【随想】成年後見制度を考える#6−急転直下の終結(6/6)

 裁判所事務官との面談において、いくつかの追加資料の提出が求められた。ここから先は、個別的な事情にもとづくもので、いわゆるマニュアル本とかには出ていない部分だ。
 実家は、いま、わたしの郷里で文房具店を営んでいる。いまは、弟が継いでささやながら事業をつづけているが、実はこのお店、店舗自体は法人所有だが、店舗が立地している土地は父の所有である。事務官の関心は、この土地について、父と法人はどのような契約を結んでいるかである。もし、本人である父の立場からすれば、法人から地代を受け取って然るべきで、それは父の医療費や生活費などのたしになる。

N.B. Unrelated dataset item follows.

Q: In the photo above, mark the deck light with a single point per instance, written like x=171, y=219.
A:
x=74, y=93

 だが、ここに明白な契約関係があったわけではないようだ。かつては、賃貸借として法人から父は地代を受け取っていた時期もあったようだが、文具店の経営が縮小した現在は、法人に対して無償で貸し出したかたちになっている。いつからそうなったのかは、いま事業をしている弟も知らない。
 いま大切なのは、現状がどうなっており、現状の取引関係をあらわす契約がないならないで、改めて整理しておかなければならないということだ。

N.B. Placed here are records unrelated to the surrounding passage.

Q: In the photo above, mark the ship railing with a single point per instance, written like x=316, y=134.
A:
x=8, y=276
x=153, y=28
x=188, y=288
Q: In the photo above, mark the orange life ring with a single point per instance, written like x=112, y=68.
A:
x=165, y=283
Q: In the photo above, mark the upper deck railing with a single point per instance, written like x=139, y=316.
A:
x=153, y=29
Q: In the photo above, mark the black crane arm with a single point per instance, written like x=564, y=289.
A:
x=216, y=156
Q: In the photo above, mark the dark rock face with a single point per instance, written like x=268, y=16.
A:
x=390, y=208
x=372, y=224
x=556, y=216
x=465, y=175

 かねてより我が家の家業の経理を見てくれていた税理士と話をしながら、対応を協議し、数ヶ月が経った。そして、裁判所に資料がなんとか整い、あとは連休明けに提出だけというそんなとき、父の容態の急変を知らせる連絡が入院先の病院から受け取った。いや必ずしも急変というわけではなく、徐々に衰弱し始めたから、家族の者は覚悟をしておくようにとの連絡だった。休日の午後ということもあり、郷里近辺に住んでいる親戚は皆病院に集まった。すると父は急に衰弱しはじめ、その日のうちに静かに息を引き取った。

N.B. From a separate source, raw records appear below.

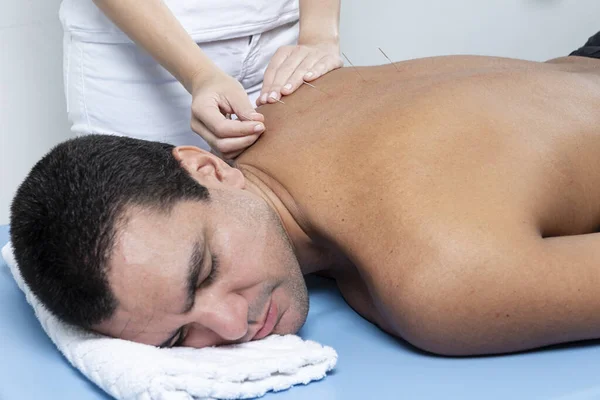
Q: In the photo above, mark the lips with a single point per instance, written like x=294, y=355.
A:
x=270, y=321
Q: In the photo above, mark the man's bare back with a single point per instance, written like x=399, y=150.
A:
x=455, y=200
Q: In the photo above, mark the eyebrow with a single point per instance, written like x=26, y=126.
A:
x=193, y=273
x=194, y=270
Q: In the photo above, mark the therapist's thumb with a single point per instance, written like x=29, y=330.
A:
x=242, y=107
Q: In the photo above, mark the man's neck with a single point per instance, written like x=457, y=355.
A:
x=293, y=222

 なんともあっけのない最期であった。本人が亡くなってしまった以上、成年後見の手続きは取り下げざるを得ない。遠方にも関わらず、誠実にむきあってくださった裁判所事務官の方に、御礼の手紙をしたため、わたしの成年後見申し立て制度の体験的利用は思いがけない結末を迎えのである(おわり)(2019年8月5日記)。